Immigration reform: If Obama moves on his own, how big a political risk?
President Obama may be ready to ease up on deportations, following reported recommendations under consideration by the Homeland Security secretary. That would please key elements of the Democratic base, but infuriate Republicans.
Washington — President Obama has long insisted he does not have the power to waive deportations of illegal immigrants on his own.
But under pressure from political allies, Mr. Obama may be headed for some changes of immigration policy via the Department of Homeland Security. DHS Secretary Jeh Johnson is considering limiting deportations of undocumented immigrants who do not have serious criminal records, the Associated Press reported Monday.
Obama set the stage for the reported recommendations last month, when he ordered Secretary Johnson to review how current immigration law is implemented, with an eye toward conducting enforcement “more humanely,” as the White House put it.
The change of policy, if adopted, “could shield tens of thousands of immigrants now removed each year solely because they committed repeat immigration violations, such as reentering the country illegally after having been deported, failing to comply with a deportation order, or missing an immigration court date,” the AP reported.
Such a move would fall short of the larger changes pro-immigrant activists are hoping for, such as granting work permits to the illegal-immigrant parents of American-born children. At the same time, any unilateral move by the administration that grants new rights to certain illegal immigrants would likely anger Republicans, who accuse Obama of abusing his executive powers.
The president has long said the only way to achieve comprehensive immigration reform is to go through Congress. But almost a year after the Senate passed reform legislation on a bipartisan vote, the Republican-controlled House has yet to act.
Earlier this month, House Speaker John Boehner warned Obama not to act on his own, saying it would make it “almost impossible” to earn the trust needed to pass a new law.
In a press conference last week, Obama acknowledged Republicans’ political challenge, but again made the case for addressing the difficulties of families with members who face the threat of deportation.
“I … know it’s hard politics for Republicans, because there are some in their base that are very opposed to this,” Obama said. “But what I also know is that there are families all across the country who are experiencing great hardship and pain because this is not getting resolved.”
On Monday, the AFL-CIO called on the administration to grant work authorization to undocumented immigrants who are already deemed low priority for deportation, and argued that DHS has the legal authority to do so.
“This would stop employers from ‘playing the deportation card’ that pits workers against each other,” the nation’s largest trade-union federation said in a policy statement.
Undocumented workers can be subject to exploitation, such as being short-changed on overtime pay, enduring unsafe work conditions, or feeling unable to pursue a legitimate workmen’s compensation claim, labor officials say.
The federation's call for more rights for undocumented workers seemed to pit labor against its ally, Obama. But in making interim changes to policy via executive action, the president could still come out ahead politically, says AFL-CIO spokesman Jeff Hauser.
“We’re motivated on policy, but we do believe it’s a win-win on politics as well,” Mr. Hauser says.

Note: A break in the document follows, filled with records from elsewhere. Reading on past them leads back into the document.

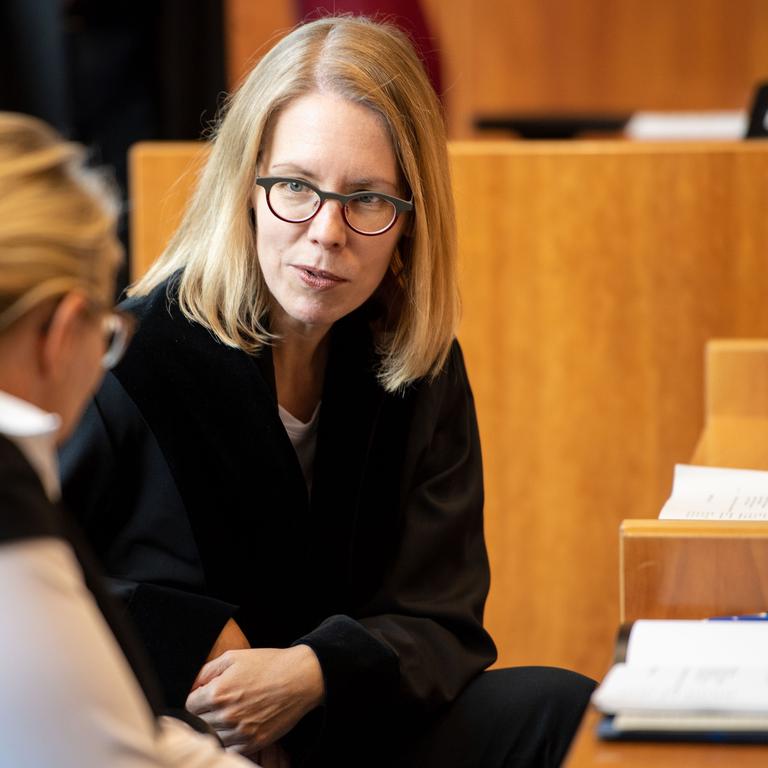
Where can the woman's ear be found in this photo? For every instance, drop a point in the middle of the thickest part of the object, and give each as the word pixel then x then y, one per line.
pixel 60 335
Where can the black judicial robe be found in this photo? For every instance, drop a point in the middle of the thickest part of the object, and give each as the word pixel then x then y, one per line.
pixel 189 489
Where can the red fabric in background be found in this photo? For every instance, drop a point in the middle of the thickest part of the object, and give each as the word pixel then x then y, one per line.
pixel 407 14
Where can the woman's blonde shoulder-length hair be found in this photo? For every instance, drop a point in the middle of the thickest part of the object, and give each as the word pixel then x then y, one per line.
pixel 57 220
pixel 370 63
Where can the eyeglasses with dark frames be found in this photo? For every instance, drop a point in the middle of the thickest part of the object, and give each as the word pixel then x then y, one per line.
pixel 118 328
pixel 297 201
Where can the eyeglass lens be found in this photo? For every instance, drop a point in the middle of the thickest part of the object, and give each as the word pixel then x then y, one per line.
pixel 297 202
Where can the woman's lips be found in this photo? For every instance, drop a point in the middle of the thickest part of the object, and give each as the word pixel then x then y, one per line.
pixel 318 279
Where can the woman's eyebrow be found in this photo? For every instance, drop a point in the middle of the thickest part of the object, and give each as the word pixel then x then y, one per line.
pixel 365 182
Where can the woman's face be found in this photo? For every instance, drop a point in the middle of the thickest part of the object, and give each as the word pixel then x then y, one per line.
pixel 321 270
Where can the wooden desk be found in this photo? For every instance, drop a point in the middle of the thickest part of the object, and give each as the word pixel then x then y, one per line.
pixel 587 752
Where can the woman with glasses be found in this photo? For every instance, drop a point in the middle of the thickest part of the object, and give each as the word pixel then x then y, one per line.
pixel 284 473
pixel 74 694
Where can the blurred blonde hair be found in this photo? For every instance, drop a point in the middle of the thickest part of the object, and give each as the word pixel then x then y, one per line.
pixel 370 63
pixel 57 220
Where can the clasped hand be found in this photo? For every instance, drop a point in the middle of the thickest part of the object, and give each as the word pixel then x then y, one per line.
pixel 253 697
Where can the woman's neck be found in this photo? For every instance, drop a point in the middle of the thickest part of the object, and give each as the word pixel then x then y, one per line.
pixel 299 362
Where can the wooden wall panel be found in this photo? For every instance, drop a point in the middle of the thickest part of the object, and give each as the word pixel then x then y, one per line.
pixel 592 275
pixel 692 569
pixel 570 55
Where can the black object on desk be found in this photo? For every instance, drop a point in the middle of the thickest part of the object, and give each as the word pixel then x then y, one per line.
pixel 758 116
pixel 553 126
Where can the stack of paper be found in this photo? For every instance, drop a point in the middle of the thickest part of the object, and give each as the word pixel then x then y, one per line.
pixel 689 679
pixel 715 493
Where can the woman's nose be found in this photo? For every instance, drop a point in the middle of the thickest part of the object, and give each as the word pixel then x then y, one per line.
pixel 327 227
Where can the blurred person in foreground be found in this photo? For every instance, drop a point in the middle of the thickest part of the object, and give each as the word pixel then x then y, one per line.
pixel 283 475
pixel 75 691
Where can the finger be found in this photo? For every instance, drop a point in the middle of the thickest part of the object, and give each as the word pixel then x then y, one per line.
pixel 203 700
pixel 212 669
pixel 232 737
pixel 217 720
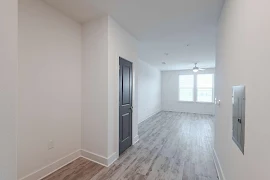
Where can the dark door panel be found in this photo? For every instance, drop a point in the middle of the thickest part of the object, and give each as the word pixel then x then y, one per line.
pixel 125 104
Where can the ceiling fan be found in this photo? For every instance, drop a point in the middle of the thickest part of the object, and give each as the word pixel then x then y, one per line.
pixel 196 69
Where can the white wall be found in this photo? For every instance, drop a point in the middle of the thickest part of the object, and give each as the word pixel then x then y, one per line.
pixel 103 42
pixel 170 102
pixel 243 58
pixel 95 87
pixel 149 90
pixel 8 87
pixel 49 86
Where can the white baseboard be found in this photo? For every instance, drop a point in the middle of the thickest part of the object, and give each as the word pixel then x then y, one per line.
pixel 47 170
pixel 150 115
pixel 135 139
pixel 218 166
pixel 99 159
pixel 169 110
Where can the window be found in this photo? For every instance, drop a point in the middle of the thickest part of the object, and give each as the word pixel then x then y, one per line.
pixel 186 88
pixel 205 87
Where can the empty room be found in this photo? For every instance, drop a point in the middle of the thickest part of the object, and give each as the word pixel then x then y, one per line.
pixel 134 90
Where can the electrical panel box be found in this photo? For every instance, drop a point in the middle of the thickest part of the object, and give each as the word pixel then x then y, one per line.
pixel 238 116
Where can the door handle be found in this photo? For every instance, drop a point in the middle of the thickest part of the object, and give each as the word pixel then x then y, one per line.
pixel 239 120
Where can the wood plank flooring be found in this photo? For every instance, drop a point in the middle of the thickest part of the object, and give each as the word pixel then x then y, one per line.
pixel 172 146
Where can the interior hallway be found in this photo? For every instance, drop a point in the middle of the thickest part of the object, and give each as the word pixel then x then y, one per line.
pixel 172 146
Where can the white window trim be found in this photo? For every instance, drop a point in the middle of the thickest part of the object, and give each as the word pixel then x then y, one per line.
pixel 194 89
pixel 195 100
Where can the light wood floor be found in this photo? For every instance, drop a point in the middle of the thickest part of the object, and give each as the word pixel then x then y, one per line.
pixel 172 146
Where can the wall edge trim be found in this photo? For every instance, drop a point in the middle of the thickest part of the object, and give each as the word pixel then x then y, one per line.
pixel 218 166
pixel 54 166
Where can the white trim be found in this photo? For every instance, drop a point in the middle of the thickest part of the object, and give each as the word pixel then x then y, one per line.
pixel 147 117
pixel 218 166
pixel 51 168
pixel 99 159
pixel 202 113
pixel 135 140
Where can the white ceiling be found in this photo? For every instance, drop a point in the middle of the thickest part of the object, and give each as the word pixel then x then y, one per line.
pixel 183 28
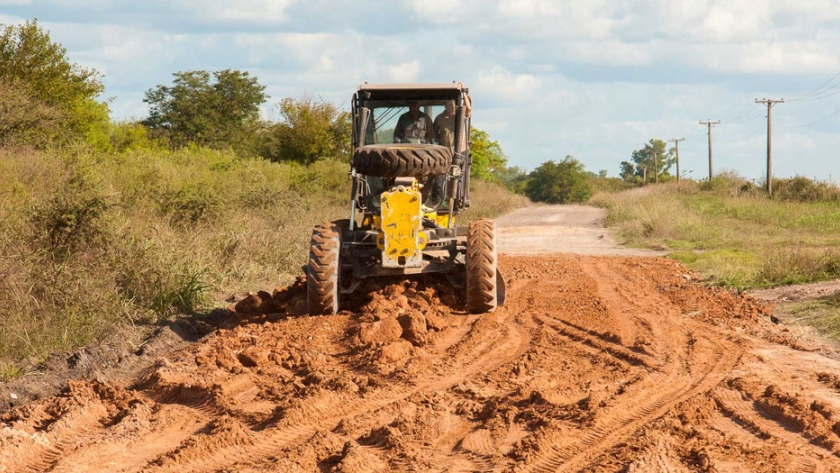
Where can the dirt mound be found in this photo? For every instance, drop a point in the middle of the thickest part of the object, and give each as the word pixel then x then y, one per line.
pixel 594 364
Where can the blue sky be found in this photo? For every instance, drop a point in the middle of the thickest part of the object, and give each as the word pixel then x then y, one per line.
pixel 593 79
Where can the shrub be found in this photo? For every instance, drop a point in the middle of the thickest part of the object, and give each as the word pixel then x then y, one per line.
pixel 559 183
pixel 802 189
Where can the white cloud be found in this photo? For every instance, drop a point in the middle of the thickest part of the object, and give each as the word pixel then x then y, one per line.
pixel 595 79
pixel 405 72
pixel 242 11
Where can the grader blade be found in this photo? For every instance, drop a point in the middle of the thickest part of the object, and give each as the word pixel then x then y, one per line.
pixel 501 291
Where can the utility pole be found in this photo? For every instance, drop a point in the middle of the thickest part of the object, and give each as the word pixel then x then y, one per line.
pixel 655 167
pixel 676 142
pixel 710 124
pixel 769 103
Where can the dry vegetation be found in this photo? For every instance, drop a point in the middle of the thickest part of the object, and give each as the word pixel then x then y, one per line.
pixel 731 231
pixel 91 241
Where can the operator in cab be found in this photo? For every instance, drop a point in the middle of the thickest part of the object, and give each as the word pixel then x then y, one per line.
pixel 414 126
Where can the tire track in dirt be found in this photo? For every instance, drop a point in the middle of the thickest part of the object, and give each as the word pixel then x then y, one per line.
pixel 676 378
pixel 505 344
pixel 595 364
pixel 744 415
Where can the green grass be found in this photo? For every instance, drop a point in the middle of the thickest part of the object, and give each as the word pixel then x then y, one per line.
pixel 91 241
pixel 731 231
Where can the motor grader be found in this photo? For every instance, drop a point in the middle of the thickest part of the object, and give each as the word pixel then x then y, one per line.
pixel 410 179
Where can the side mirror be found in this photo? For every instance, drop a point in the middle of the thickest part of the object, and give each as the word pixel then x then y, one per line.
pixel 364 119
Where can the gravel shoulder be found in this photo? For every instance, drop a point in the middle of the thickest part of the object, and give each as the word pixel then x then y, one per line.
pixel 554 229
pixel 595 363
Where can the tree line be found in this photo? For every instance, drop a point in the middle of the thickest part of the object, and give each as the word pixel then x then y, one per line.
pixel 46 100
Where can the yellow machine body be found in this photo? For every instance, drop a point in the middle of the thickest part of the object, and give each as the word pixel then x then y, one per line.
pixel 401 236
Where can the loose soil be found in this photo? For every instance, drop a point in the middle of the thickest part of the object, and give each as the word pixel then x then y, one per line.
pixel 595 363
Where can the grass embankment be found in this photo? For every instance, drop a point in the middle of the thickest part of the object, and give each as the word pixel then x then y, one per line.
pixel 90 242
pixel 731 232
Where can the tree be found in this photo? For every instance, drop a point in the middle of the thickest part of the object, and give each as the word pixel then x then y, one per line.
pixel 647 167
pixel 489 161
pixel 559 183
pixel 310 130
pixel 38 69
pixel 514 178
pixel 25 120
pixel 219 109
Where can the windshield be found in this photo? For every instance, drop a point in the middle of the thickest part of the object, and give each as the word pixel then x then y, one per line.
pixel 411 122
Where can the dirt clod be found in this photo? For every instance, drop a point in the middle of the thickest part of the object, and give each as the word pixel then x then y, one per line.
pixel 594 364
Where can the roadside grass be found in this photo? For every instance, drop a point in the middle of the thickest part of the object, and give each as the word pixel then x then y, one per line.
pixel 90 241
pixel 822 314
pixel 731 232
pixel 489 200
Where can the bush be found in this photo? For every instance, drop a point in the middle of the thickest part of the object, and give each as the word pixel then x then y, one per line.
pixel 92 241
pixel 559 183
pixel 802 189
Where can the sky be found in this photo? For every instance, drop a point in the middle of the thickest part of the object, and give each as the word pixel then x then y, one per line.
pixel 593 79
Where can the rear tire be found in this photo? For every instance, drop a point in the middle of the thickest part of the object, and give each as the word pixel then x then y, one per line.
pixel 322 284
pixel 482 261
pixel 402 160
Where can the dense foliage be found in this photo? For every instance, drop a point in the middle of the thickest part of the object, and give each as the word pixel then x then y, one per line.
pixel 44 97
pixel 308 131
pixel 649 164
pixel 489 161
pixel 559 183
pixel 218 110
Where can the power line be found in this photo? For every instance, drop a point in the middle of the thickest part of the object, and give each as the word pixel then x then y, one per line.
pixel 818 88
pixel 749 135
pixel 815 122
pixel 770 103
pixel 710 124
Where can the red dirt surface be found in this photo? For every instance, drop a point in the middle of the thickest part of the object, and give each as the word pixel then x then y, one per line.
pixel 595 364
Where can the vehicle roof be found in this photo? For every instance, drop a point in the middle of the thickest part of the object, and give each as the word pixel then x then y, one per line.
pixel 442 86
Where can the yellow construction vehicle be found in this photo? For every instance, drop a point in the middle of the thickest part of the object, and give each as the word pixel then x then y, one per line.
pixel 410 178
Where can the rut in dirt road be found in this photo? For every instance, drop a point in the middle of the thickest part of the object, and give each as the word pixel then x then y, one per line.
pixel 594 364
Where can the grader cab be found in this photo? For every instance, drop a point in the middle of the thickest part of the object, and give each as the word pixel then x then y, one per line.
pixel 410 176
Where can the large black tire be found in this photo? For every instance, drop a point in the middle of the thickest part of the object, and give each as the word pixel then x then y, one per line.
pixel 402 160
pixel 322 286
pixel 482 261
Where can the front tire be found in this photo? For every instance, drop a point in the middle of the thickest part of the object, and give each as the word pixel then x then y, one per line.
pixel 322 285
pixel 482 262
pixel 402 160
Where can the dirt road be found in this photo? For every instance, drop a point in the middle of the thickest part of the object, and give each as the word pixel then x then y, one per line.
pixel 596 363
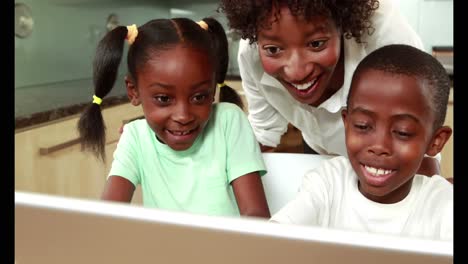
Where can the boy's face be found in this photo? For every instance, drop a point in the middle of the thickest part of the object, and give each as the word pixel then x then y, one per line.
pixel 301 55
pixel 176 90
pixel 389 128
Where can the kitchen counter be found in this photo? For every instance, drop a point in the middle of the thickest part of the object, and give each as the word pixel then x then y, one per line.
pixel 40 104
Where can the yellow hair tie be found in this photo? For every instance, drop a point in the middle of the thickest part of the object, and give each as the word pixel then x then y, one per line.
pixel 97 100
pixel 132 32
pixel 203 24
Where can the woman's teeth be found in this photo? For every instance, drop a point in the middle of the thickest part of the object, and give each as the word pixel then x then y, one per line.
pixel 180 133
pixel 377 172
pixel 304 86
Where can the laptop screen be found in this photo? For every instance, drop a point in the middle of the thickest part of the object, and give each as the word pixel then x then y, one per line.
pixel 52 229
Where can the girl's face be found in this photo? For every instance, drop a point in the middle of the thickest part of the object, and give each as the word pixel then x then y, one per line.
pixel 302 55
pixel 389 128
pixel 176 89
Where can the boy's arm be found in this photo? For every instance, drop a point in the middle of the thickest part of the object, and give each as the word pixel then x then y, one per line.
pixel 118 189
pixel 250 195
pixel 431 166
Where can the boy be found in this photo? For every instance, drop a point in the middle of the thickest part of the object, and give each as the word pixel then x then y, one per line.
pixel 395 113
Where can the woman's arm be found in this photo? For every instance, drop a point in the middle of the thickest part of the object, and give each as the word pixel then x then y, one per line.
pixel 250 195
pixel 118 189
pixel 268 125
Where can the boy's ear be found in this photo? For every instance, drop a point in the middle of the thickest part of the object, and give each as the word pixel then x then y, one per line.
pixel 440 137
pixel 132 91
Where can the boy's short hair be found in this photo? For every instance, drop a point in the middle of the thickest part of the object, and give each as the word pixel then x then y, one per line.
pixel 407 60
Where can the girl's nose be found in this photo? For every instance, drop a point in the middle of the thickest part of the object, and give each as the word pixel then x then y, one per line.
pixel 182 114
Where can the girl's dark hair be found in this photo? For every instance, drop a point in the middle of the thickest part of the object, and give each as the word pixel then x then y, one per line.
pixel 153 37
pixel 246 17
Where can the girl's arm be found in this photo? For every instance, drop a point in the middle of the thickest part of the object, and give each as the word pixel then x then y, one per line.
pixel 118 189
pixel 250 195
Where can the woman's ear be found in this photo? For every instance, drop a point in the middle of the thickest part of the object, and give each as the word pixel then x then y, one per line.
pixel 440 137
pixel 132 91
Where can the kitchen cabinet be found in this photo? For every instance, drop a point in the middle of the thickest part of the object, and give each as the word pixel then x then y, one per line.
pixel 48 157
pixel 447 152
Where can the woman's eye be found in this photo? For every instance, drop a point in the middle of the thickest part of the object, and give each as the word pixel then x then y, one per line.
pixel 317 44
pixel 362 127
pixel 272 50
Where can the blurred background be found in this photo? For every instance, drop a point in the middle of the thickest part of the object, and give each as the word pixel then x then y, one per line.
pixel 55 41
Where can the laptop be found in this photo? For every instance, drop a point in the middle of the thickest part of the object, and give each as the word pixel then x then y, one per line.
pixel 284 175
pixel 53 229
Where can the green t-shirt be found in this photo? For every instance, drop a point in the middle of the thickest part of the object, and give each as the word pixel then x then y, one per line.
pixel 195 180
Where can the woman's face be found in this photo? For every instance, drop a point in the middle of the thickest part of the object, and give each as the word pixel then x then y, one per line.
pixel 301 54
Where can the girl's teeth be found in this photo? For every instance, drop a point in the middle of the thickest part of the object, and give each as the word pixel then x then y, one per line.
pixel 180 133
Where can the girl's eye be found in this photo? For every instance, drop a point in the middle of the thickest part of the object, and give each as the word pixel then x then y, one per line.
pixel 362 127
pixel 271 50
pixel 402 134
pixel 162 99
pixel 200 98
pixel 317 44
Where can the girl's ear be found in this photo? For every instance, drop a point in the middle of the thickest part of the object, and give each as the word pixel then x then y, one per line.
pixel 132 91
pixel 344 114
pixel 440 137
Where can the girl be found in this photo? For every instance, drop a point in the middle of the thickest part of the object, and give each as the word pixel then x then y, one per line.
pixel 300 68
pixel 188 153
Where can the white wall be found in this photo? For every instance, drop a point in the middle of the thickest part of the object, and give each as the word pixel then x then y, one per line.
pixel 432 19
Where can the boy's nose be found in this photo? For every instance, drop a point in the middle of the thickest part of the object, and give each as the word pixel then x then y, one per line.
pixel 381 144
pixel 297 68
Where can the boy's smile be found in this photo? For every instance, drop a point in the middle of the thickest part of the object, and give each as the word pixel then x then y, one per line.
pixel 389 128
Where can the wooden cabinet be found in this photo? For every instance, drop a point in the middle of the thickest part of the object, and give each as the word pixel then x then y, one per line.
pixel 48 158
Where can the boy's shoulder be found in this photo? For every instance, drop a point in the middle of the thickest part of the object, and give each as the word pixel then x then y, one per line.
pixel 335 169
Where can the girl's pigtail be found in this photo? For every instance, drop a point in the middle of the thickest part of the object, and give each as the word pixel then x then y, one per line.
pixel 227 93
pixel 105 69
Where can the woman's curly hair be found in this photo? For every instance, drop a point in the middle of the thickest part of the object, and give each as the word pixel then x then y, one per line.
pixel 247 16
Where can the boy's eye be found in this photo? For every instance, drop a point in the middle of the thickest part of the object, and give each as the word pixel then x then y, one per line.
pixel 402 134
pixel 271 50
pixel 317 44
pixel 200 98
pixel 162 99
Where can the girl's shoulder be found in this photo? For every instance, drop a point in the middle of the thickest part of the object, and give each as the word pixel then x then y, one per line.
pixel 227 108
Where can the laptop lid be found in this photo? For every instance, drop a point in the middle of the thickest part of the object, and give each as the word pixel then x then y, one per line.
pixel 52 229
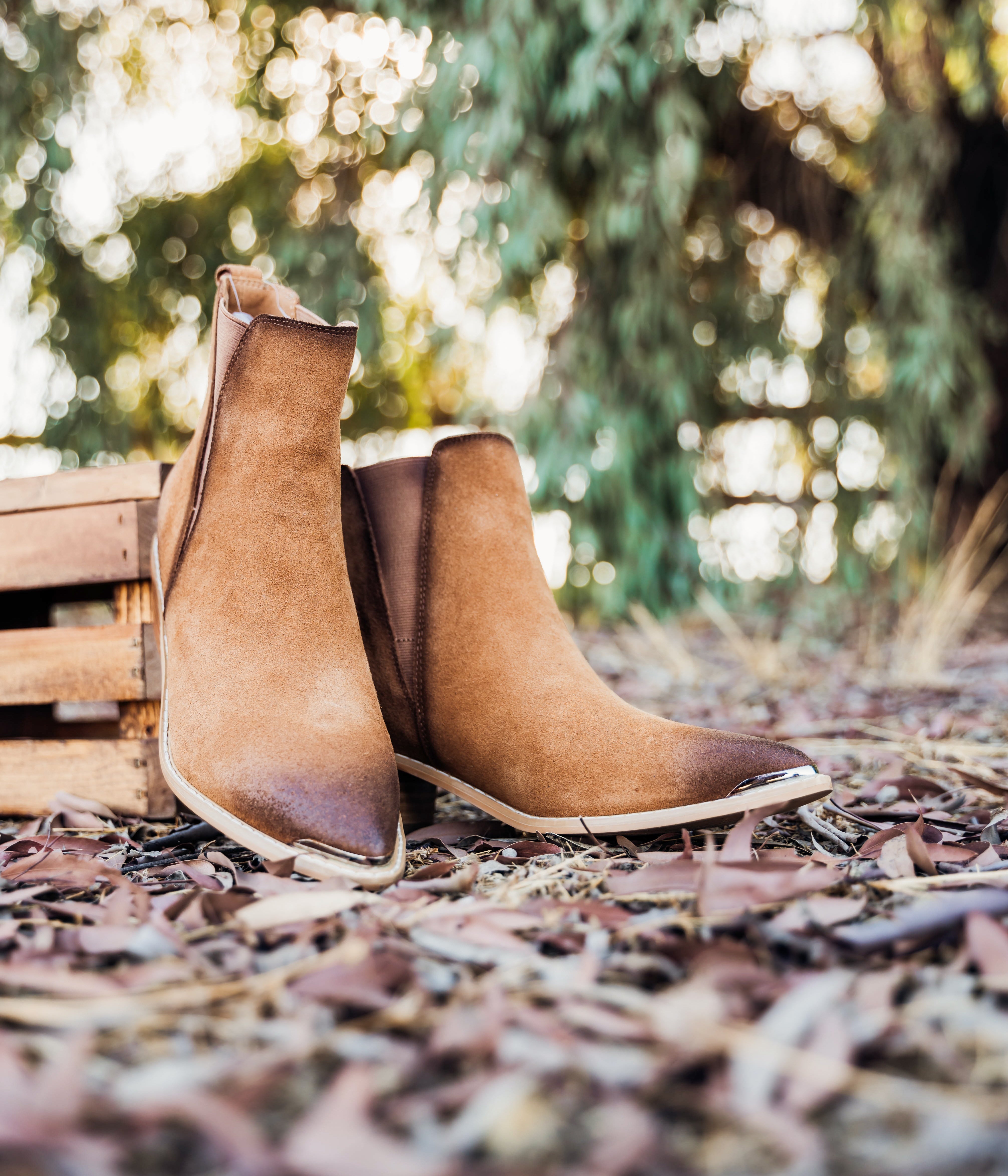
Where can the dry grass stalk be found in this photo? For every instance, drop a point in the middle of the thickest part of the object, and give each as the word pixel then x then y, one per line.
pixel 957 588
pixel 760 656
pixel 667 640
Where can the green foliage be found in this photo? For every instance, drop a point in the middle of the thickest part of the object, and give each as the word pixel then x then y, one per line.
pixel 642 175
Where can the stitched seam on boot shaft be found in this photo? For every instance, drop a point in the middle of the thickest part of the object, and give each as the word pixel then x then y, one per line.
pixel 206 452
pixel 386 614
pixel 420 658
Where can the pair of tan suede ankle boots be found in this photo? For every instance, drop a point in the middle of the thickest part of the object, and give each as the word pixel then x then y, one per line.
pixel 324 630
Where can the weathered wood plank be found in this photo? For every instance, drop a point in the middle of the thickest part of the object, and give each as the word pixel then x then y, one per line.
pixel 83 487
pixel 72 665
pixel 120 773
pixel 72 546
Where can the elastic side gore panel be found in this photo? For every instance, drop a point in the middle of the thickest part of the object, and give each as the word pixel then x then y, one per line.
pixel 393 493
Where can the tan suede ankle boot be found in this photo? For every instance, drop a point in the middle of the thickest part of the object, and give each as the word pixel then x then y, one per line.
pixel 481 686
pixel 271 728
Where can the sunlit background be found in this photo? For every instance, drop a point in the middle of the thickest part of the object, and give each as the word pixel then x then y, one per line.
pixel 711 268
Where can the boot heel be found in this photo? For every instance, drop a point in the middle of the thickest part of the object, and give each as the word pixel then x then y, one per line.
pixel 416 803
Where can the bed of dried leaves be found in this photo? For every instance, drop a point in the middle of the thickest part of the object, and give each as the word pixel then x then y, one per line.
pixel 816 993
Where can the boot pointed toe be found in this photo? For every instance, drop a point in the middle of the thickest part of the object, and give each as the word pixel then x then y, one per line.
pixel 320 812
pixel 716 764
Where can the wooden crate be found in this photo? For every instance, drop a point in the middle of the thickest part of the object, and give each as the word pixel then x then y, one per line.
pixel 80 542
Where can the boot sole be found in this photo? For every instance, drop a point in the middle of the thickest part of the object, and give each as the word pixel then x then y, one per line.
pixel 313 865
pixel 777 797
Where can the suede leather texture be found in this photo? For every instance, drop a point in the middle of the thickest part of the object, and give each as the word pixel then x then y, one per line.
pixel 506 701
pixel 393 495
pixel 369 585
pixel 272 711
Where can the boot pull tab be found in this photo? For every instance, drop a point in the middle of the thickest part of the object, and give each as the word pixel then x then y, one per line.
pixel 241 316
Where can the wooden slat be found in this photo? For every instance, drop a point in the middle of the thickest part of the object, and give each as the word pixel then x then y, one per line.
pixel 121 773
pixel 72 665
pixel 72 546
pixel 83 487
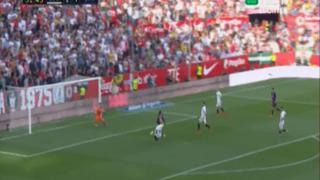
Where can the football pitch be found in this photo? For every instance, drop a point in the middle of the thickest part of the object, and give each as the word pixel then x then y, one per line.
pixel 242 144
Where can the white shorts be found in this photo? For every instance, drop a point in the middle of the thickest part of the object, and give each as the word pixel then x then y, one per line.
pixel 158 130
pixel 281 124
pixel 203 119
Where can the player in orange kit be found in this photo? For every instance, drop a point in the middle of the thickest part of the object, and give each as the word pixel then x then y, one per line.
pixel 99 118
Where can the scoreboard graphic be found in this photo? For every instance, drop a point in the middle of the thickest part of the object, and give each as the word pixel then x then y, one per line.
pixel 59 2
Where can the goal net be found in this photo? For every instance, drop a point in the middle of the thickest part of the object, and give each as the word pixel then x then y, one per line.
pixel 31 98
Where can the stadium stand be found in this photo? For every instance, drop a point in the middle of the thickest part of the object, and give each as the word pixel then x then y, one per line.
pixel 46 44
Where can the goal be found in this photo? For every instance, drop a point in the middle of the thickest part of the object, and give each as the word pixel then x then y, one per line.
pixel 30 98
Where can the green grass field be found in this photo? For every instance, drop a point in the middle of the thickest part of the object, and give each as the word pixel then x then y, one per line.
pixel 242 144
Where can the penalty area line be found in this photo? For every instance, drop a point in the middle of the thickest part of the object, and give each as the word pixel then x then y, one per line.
pixel 103 138
pixel 188 171
pixel 13 154
pixel 255 169
pixel 316 138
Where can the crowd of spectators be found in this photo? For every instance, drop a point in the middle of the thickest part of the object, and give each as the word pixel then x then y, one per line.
pixel 46 44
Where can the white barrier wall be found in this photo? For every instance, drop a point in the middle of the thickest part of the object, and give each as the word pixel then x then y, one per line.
pixel 273 73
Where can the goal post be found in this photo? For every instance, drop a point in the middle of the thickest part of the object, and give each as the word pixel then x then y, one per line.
pixel 58 93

Obama’s job approval among Democrats has been slipping, but if he were to ease up on deportations, he would energize his base ahead of the November midterm elections, the argument goes. Democrats are fighting to hold onto their majority in the Senate, and their biggest fear is low turnout.
And what about the Republicans angered by a unilateral move by Obama on immigration? If the president’s support rises among immigrant communities and their allies, including churches and labor, that increases pressure on Republicans to deliver on immigration reform.
“There are people who say it’s a choice between legislation and executive action,” says Hauser. “We absolutely believe that’s a false choice – that in fact, executive action increases the odds of legislative action.”